The results we present are consistent with our previous experience in patients with schizophrenia (Mentes et al., 2004; Achinard, 2000) in which the groups with the lower pretest results were the ones that benefitted most from the intervention.
Our results have practical implications and arise some hypothesis that should be addressed in the future. If this preliminary results are correct improving anger and disgust recognition in real academic settings could be possible, probably even with self-training with an app. Anger and disgust are interesting goals because they are not related with compassion and empathy (generally associated with vocational sanitary personality features) but with rejection and conflict, distant playgrounds for medical students and unfortunately common in daily practice.
Our preliminary results prompt research in emotion recognition at grade level with the aim of facilitating patient-doctor relation and reducing demands and aggressive behaviours.
Study Limitations
The sample size calculation was extrapolated from other studies performed with patients. It would be advisable to reassess the sample size calculation based on the results of this study, because a larger size could perhaps obtain significant differences in other emotions or in the overall score.
The control and intervention group differ regarding the number of participants. Theoretically A and B subgroups were similar in sample size, however assistance to seminars is flexible due to academic organization. Therefore probably due to non controlled students schedule, control group’s assistance was greater than assistance to intervention group. In further studies a higher number of students should be required in order to allow for losses.
We do not know the effect of longer, repetitive or individual online stimulations, which suggests new experiments to assess the efficacy of these different settings.
We also do not know the effect’s duration. A subsequent test should therefore be conducted 1 to 6 months later to determine whether the effect of the training is maintained over time.

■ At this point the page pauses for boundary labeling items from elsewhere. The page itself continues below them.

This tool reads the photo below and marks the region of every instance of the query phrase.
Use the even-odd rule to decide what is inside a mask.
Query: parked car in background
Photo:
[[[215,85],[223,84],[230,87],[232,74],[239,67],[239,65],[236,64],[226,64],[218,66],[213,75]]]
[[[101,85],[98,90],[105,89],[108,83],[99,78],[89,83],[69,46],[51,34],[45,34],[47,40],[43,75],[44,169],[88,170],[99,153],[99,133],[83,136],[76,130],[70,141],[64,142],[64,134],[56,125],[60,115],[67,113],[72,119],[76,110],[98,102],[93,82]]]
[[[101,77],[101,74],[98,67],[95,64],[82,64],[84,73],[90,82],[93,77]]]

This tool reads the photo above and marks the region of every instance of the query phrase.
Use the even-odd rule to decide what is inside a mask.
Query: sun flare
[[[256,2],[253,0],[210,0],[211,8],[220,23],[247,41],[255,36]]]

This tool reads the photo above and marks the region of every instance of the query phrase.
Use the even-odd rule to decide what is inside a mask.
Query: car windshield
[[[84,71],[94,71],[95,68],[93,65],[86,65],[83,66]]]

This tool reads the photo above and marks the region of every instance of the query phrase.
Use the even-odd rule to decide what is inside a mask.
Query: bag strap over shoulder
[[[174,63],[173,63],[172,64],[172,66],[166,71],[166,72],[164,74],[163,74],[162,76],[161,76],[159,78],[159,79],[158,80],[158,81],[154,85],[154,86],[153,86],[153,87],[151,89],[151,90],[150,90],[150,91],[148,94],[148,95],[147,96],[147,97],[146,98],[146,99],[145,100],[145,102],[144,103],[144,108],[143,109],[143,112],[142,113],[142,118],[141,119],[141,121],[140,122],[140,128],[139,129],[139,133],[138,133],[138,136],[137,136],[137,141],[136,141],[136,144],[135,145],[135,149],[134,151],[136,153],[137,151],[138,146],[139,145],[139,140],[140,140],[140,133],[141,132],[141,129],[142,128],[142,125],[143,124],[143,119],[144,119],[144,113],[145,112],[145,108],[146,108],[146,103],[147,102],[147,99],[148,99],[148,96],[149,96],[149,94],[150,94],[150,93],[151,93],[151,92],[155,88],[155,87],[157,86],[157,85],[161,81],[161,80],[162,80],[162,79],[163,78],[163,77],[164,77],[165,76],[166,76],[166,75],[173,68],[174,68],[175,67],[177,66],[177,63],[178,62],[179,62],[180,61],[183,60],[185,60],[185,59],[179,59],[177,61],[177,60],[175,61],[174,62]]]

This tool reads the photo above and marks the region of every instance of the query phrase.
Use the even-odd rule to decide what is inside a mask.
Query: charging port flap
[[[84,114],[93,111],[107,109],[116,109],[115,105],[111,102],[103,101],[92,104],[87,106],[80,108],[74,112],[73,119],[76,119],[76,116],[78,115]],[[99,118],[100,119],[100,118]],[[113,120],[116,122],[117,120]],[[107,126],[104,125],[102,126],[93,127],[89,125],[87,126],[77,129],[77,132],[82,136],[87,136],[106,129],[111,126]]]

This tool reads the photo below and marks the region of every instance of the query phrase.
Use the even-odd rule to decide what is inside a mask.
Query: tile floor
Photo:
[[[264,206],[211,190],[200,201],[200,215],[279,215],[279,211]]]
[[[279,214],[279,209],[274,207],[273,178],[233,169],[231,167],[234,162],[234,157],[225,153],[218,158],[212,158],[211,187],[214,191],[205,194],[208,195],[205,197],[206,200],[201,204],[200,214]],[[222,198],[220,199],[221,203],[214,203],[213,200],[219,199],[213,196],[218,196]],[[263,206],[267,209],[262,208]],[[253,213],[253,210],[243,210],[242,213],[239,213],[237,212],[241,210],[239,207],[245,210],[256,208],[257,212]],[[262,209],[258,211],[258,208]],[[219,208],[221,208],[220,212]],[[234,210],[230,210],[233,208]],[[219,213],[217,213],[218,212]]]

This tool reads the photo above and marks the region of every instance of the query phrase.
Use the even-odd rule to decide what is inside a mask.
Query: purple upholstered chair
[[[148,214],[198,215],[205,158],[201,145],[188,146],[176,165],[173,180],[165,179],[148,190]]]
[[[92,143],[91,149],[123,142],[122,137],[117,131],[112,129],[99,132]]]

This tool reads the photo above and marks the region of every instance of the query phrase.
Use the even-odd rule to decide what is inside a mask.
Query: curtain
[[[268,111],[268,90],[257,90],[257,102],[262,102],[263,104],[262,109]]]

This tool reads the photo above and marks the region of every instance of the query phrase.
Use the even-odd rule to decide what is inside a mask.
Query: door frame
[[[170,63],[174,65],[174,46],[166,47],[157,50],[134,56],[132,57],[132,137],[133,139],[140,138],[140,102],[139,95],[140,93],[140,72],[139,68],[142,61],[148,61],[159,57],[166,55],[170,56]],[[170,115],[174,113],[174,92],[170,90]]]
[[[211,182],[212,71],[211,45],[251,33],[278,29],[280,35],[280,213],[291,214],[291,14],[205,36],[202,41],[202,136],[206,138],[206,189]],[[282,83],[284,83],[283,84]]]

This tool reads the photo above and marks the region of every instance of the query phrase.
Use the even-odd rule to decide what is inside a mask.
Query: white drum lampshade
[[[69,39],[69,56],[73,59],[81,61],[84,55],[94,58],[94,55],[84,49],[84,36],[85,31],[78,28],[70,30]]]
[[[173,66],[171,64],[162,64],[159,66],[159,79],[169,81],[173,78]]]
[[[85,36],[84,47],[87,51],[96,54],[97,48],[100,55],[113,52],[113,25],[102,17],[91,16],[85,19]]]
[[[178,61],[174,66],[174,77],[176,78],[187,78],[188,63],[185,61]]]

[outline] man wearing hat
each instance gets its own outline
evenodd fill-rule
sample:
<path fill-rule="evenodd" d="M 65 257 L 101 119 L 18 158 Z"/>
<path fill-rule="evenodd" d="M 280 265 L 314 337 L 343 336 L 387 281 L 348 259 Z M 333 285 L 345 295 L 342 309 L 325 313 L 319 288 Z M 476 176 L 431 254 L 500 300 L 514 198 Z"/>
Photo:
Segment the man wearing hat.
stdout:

Although standard in clinical studies, the assessment with the Ekman test is too simple for the healthy population, which limits the range of improvement by placing a ceiling on many of the emotions. The use of lively tests (microexpressions) or with more ambiguous or gradual emotions could maximize the differences between the groups.
Given the reduced differences in recognition, perhaps it is worthwhile to assess the participants with poorer results and train these students specifically.